Founder Nancy G. Brinker and President Elizabeth Thompson talked to executives from Komen affiliates across the country about ways to apologize to supporters and about what needs to be done next, according to a Komen official.
The overall tone was positive, but there were “lots of tough and candid questions” from executive directors and local board members, said the official, who spoke on the condition of anonymity to discuss internal communications.
Robin Prothro, executive director of Komen Maryland, said national leaders told affiliates that “we’re on track; this is what we’re doing.”
Maria Williamson, president of the Komen affiliate in Virginia’s Tidewater region, said Brinker spoke of her “deep concern” about the community backlash and the onslaught of media inquiries that deluged Komen offices last week.
Williamson likened the reaction in her office to a Category 5 hurricane. But, she said, “a really good brand can withstand a big hurricane.”
The foundation reversed course Friday after the overwhelming public reaction to news on Tuesday that Komen was no longer going to fund Planned Parenthood’s breast cancer screening because of a congressional investigation into whether the group was using federal money to pay for abortions. Planned Parenthood is now eligible to apply for grants, Komen said.

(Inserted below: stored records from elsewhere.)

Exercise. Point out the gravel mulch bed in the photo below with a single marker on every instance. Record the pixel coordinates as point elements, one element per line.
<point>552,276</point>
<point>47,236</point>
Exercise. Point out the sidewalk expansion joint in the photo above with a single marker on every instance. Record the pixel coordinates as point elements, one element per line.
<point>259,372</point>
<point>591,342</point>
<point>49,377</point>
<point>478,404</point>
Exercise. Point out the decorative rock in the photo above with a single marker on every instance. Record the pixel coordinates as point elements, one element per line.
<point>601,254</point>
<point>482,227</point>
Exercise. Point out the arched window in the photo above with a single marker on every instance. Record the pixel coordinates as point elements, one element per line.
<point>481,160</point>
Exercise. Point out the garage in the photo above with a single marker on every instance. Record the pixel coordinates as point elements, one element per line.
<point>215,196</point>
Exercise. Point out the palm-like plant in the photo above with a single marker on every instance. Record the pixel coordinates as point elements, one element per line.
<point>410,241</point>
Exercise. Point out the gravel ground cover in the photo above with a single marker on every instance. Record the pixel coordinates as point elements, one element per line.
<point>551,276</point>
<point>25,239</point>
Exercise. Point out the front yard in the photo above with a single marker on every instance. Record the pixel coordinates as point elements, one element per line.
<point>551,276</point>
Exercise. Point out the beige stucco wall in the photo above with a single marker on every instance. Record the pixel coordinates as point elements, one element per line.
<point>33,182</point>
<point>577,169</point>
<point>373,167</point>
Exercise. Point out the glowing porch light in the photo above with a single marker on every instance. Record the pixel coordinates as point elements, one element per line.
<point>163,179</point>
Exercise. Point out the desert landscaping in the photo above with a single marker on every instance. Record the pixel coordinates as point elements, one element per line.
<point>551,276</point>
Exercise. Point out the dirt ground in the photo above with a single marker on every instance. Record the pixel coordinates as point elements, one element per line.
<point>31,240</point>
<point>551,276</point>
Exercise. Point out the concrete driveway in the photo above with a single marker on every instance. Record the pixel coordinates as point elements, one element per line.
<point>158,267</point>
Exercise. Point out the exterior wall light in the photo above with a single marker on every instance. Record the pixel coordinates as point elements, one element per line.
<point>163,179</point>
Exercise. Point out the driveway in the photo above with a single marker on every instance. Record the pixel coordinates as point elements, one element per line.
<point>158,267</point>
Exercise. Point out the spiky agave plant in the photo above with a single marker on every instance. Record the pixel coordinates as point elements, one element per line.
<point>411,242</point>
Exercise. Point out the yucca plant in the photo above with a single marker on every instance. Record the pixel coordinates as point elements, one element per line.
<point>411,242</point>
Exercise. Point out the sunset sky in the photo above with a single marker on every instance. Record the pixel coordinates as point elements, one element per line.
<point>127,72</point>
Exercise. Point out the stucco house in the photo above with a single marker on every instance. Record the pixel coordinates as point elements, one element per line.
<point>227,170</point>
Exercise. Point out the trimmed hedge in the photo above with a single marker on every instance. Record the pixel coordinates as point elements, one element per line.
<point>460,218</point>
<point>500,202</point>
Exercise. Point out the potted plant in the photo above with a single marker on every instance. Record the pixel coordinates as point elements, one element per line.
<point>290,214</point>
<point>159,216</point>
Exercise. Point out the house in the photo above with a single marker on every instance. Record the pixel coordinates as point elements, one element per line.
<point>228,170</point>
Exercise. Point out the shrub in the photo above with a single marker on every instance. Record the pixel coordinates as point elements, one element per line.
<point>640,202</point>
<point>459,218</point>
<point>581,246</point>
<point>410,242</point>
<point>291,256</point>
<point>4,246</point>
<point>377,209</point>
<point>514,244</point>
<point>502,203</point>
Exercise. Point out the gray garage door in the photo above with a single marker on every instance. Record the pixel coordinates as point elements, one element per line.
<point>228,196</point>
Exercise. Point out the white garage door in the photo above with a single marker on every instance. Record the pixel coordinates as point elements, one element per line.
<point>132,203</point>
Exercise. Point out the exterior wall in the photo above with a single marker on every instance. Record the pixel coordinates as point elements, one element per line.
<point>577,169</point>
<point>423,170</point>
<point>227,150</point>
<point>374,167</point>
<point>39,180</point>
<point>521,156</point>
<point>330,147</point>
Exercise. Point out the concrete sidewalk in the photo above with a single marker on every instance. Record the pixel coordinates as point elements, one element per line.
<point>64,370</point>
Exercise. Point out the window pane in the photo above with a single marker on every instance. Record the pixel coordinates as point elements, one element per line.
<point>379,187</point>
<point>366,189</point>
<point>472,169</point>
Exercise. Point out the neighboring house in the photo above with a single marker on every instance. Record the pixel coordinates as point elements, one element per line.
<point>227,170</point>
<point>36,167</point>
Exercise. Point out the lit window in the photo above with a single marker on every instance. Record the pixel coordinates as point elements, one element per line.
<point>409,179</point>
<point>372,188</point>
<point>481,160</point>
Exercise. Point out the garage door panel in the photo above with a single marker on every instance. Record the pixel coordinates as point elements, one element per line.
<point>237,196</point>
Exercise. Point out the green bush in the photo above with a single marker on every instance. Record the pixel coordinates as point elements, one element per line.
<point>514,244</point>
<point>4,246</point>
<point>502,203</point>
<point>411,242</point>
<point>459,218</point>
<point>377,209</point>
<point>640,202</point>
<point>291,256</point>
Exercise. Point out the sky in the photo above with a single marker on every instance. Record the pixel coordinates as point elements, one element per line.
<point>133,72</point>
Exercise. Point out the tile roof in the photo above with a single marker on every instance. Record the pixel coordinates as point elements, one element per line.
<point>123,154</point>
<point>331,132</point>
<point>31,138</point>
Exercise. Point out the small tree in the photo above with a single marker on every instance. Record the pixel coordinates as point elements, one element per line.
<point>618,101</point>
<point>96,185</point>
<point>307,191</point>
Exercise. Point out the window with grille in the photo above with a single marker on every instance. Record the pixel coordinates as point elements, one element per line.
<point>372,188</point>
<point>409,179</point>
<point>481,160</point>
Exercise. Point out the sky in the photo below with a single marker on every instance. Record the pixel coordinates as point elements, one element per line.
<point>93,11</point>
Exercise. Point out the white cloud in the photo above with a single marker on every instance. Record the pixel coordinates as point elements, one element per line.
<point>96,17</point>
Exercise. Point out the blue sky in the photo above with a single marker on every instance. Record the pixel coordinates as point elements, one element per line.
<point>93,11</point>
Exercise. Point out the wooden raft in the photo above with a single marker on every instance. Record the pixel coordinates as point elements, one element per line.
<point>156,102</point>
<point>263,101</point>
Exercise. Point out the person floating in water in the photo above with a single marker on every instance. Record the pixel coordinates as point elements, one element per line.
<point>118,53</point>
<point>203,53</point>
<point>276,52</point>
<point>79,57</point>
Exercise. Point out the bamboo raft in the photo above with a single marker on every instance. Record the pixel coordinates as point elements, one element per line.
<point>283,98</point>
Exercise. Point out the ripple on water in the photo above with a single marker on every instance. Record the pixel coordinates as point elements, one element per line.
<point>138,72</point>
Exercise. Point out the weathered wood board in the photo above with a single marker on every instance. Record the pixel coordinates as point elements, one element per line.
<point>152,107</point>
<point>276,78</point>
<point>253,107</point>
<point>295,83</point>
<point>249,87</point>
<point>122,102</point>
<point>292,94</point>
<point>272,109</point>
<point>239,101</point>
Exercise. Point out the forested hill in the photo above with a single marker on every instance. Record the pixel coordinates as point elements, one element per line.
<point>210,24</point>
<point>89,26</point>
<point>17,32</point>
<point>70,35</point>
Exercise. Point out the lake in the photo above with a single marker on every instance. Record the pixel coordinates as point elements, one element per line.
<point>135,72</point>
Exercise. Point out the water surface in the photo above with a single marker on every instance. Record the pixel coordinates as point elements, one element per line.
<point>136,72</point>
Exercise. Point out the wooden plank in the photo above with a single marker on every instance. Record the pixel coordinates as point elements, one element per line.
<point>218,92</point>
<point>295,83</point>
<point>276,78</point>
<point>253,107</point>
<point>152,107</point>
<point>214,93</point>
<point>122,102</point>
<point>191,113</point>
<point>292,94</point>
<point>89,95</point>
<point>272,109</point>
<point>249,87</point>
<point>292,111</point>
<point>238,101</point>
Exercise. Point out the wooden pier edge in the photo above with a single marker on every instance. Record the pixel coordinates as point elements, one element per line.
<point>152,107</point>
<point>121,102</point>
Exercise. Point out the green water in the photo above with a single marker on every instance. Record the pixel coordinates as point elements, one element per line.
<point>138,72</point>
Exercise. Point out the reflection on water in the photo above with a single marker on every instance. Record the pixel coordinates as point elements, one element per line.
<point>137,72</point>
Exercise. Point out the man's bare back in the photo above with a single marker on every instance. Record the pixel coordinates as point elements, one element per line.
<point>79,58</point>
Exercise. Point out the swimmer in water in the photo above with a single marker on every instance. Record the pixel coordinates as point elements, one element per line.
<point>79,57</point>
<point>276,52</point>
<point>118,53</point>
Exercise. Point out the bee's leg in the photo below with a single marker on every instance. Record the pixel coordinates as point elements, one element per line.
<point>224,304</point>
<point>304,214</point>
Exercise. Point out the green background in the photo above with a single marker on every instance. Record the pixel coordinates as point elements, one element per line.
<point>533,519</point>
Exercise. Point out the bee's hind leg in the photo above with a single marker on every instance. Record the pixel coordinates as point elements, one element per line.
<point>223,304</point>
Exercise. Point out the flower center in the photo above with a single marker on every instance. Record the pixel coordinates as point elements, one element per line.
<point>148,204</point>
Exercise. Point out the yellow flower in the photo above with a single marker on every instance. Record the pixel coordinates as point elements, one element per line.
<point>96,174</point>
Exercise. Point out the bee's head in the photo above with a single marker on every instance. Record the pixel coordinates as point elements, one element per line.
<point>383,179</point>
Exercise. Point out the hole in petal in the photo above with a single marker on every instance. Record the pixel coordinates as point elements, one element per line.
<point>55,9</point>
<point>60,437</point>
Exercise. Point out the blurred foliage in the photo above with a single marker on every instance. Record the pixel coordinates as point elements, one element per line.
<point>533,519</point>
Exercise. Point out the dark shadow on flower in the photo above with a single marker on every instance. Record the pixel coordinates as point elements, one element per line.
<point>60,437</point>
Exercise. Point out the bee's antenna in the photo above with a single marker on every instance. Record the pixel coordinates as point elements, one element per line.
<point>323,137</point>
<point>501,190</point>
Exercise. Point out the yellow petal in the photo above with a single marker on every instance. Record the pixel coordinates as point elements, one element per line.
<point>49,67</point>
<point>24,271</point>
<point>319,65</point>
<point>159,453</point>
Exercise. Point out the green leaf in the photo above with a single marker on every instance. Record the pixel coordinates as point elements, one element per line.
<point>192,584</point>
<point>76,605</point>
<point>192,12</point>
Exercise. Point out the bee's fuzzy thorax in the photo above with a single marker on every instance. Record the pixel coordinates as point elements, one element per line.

Now Komen executives are faced with the task of restoring credibility to one of the strongest brands in the nonprofit world.
Brendan Daly, an executive vice president at Ogilvy Public Relations and a onetime aide to former House speaker Nancy Pelosi (D-Calif.), confirmed that Komen had sought his help last week.
Brinker told affiliates Saturday that they would also be getting help on crisis communications from Ari Fleischer, a former White House press secretary in the George W. Bush administration. Fleischer said Saturday night that he had not been asked but that if he could help, perhaps he would. Neither consultant was involved in the initial funding decision.
“People may now question the role political ideology plays in their decision-making, and that didn’t enter into people’s minds in the past,” said Lee Lynch, who heads health-care advocacy and does crisis management for the public relations firm Edelman. “So they’re going to have to deal with that perception.”
Some corporate sponsors are reviewing their partnerships. Komen affiliates have already lost donations and Race for the Cure sponsorships. In New York, the Tocqueville Restaurant e-mailed a “note of concern” Saturday to patrons, notifying them that it was no longer donating proceeds to Komen from a special dinner Tuesday because of “the recent events.”